= Microsite (ecology) =

A microsite is a term used in ecology to describe a pocket within an environment with unique features, conditions or characteristics. Classifying different microsites may depend on temperature, humidity, sunlight, nutrient availability, soil physical characteristics, vegetation cover, etc. Being a
sub environment within an environment, we will examine the qualities that differentiate a microsite from another within an environment in this piece.

== Microsite features ==
Microsites being a subset of the environment can be identified with its own:

=== Temperature ===
It refers to the temperature of the surrounding environment measured in degree Fahrenheit. The temperature of one microsite may not necessarily be the same with another one even if they are closely related in terms of location.

=== Humidity ===
It refers to the relative amount of moisture that could be held in the air. The more saturated the air is with water vapor in a microsite the more relative it is in humidity.

=== Sunlight ===
Plants uses energy from the sunlight to carry on photosynthesis. The possibility of sunlight to reach a microsite is another distinguishing characteristic which creates differences between microsites.
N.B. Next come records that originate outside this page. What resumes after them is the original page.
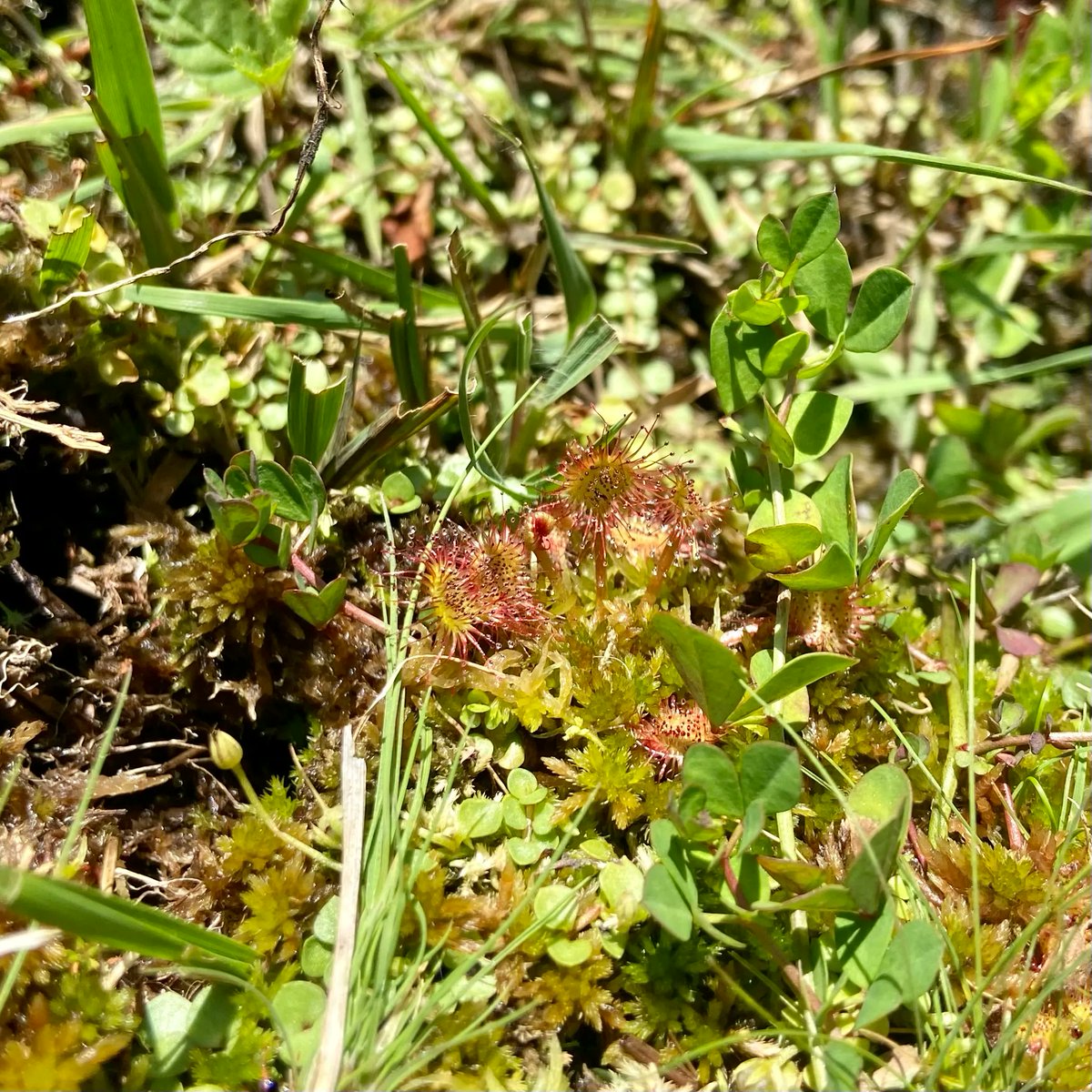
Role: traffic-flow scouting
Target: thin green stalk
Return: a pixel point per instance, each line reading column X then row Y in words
column 972, row 797
column 786, row 835
column 248, row 791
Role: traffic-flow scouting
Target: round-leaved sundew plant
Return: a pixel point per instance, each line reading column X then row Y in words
column 601, row 490
column 666, row 735
column 479, row 590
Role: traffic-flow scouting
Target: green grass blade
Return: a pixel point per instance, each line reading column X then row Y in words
column 722, row 150
column 381, row 436
column 365, row 274
column 576, row 282
column 644, row 93
column 126, row 108
column 478, row 454
column 1022, row 244
column 634, row 244
column 878, row 388
column 321, row 315
column 124, row 82
column 48, row 128
column 416, row 377
column 366, row 201
column 474, row 186
column 463, row 283
column 131, row 167
column 596, row 342
column 119, row 923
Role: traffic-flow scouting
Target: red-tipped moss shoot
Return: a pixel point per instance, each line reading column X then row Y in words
column 480, row 590
column 602, row 490
column 666, row 736
column 227, row 753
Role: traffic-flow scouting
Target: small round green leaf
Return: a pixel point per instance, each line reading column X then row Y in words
column 525, row 851
column 736, row 352
column 816, row 421
column 770, row 774
column 776, row 547
column 524, row 786
column 785, row 355
column 748, row 305
column 210, row 383
column 709, row 769
column 882, row 308
column 666, row 904
column 827, row 282
column 774, row 245
column 567, row 953
column 556, row 906
column 315, row 958
column 479, row 817
column 814, row 228
column 834, row 569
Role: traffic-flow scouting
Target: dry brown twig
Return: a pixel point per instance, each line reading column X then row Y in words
column 308, row 151
column 17, row 412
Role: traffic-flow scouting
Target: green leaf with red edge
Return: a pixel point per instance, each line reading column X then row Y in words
column 814, row 228
column 780, row 546
column 774, row 245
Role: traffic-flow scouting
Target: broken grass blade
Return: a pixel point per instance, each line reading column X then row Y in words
column 320, row 315
column 474, row 186
column 119, row 923
column 723, row 150
column 644, row 92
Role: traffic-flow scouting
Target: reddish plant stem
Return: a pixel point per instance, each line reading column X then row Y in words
column 349, row 610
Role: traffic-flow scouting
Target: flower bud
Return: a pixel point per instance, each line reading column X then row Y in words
column 227, row 751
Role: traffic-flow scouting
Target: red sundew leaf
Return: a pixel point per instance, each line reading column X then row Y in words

There are some areas that the sunlight doesn’t reach which creates a different environmental condition than those that the sun reaches thus making some plants to have more fitness than others.
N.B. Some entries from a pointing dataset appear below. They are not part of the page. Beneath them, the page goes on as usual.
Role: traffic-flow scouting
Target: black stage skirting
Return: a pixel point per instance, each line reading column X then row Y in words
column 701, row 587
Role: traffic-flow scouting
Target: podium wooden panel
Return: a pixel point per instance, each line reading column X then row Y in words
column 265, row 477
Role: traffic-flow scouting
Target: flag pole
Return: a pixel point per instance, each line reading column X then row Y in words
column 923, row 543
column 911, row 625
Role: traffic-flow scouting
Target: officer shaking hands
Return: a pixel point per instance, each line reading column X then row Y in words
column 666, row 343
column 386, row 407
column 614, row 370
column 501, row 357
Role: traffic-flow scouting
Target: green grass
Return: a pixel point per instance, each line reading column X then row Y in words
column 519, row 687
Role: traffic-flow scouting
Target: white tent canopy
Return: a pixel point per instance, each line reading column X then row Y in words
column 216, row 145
=== Availability of nutrients ===
Some microsites are rich in nutrients while some are not. This is a great difference because seeds germinate more in microsites that have more nutrients it needs than those that lack them. This is because plants and other autotrophs get nutrients (nitrogen, phosphorus, potassium, calcium, magnesium and Sulphur) they need from soil and water available in their microsite.

=== Soil physical characteristics ===
Plants obtain hydrogen from water found in the soil. Animals are influence by the soil physical characteristics for example where a fish will survive is not the same like that of a camel or goat. All this features help differentiate one microsite from another and explains the existence of organisms in one and not in the other.

=== Vegetation cover ===
This refers to collections of plants species over a land surface. A microsite in the Savana is different from that in the Sahara because of their vegetation cover. This explains the differences existing between the type of organisms that live in both areas.
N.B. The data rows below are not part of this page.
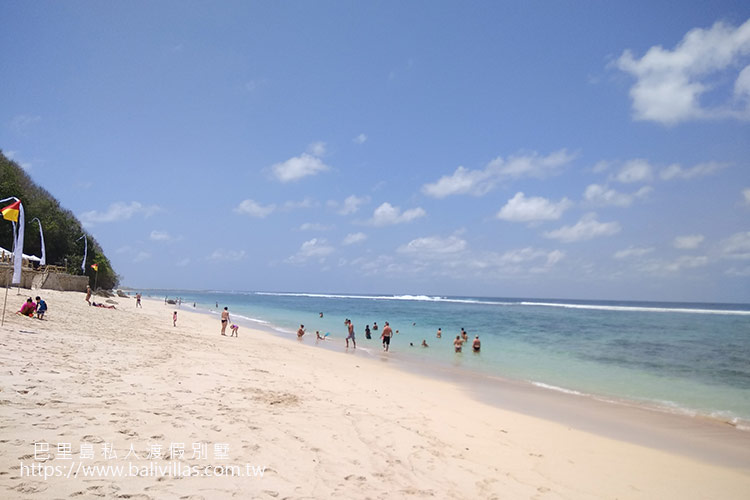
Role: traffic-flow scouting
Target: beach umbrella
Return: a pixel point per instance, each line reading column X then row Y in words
column 85, row 252
column 43, row 261
column 14, row 213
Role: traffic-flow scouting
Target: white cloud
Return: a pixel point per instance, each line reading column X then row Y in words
column 118, row 211
column 634, row 171
column 353, row 238
column 314, row 226
column 738, row 272
column 317, row 148
column 522, row 209
column 736, row 246
column 686, row 262
column 350, row 205
column 480, row 182
column 677, row 172
column 314, row 248
column 141, row 256
column 632, row 252
column 160, row 235
column 301, row 166
column 603, row 195
column 227, row 255
column 688, row 242
column 386, row 215
column 669, row 83
column 302, row 204
column 360, row 139
column 254, row 209
column 434, row 245
column 585, row 229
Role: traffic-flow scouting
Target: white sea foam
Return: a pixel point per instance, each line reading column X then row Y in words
column 637, row 308
column 417, row 298
column 558, row 389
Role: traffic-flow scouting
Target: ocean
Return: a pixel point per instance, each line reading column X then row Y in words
column 678, row 357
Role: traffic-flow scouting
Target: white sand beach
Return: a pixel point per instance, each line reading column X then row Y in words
column 320, row 424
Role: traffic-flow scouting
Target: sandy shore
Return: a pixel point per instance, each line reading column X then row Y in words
column 323, row 424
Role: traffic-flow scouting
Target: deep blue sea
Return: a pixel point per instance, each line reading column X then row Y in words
column 683, row 357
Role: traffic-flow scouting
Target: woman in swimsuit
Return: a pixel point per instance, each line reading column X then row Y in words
column 224, row 320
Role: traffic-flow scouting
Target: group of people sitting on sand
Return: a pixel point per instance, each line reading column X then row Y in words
column 30, row 307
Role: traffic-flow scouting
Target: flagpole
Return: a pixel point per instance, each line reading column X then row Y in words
column 4, row 303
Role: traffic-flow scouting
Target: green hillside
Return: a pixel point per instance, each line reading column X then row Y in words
column 60, row 226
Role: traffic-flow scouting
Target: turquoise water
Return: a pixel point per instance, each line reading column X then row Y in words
column 691, row 358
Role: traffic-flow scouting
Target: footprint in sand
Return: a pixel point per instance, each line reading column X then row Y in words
column 88, row 438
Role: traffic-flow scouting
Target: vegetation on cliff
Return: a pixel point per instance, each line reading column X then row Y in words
column 61, row 228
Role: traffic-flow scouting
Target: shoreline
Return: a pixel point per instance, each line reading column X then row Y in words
column 323, row 424
column 699, row 436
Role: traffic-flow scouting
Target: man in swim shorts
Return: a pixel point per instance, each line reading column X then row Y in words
column 476, row 345
column 386, row 336
column 458, row 343
column 224, row 320
column 350, row 326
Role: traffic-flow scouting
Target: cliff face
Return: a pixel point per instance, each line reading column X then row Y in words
column 60, row 226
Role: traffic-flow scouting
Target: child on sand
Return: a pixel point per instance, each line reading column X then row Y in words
column 41, row 308
column 28, row 308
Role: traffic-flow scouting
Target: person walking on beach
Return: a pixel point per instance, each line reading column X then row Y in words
column 41, row 308
column 350, row 326
column 224, row 320
column 458, row 343
column 386, row 336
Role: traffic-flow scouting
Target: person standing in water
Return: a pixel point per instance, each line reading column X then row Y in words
column 350, row 326
column 386, row 336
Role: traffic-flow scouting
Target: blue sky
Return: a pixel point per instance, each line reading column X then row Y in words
column 527, row 149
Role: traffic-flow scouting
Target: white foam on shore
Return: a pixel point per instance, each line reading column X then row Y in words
column 558, row 389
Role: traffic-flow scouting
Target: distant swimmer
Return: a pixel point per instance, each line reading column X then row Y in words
column 458, row 343
column 350, row 326
column 476, row 345
column 224, row 320
column 386, row 336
== Microsite influence over habitat selection==
With the many microsites that exist in an environment, organisms usually base their selection of habit on the features of the microsite they come across. Being able to choose the best microsite will positively influence the organism's survival, growth and reproduction. There choice of a good microsite has a direct relation to the future generation of the organisms.

== Limitation of microsites ==
Not all microsites have the necessary ingredients needed by plants and animals to survive and grow. While some may have, some condition may arise to render those ingredients not available again in the environment such as pollution or invasive species. In the case of seedling; air, light, soil, humus are all needed by seedling to grow and survive. The lack of these elements will cause a growth limitation factor in the said microsite and also survival issues. Same applies to animals but however in animals they can immigrate to other areas that favors their growth and survival while those who can not will be limited in fitness.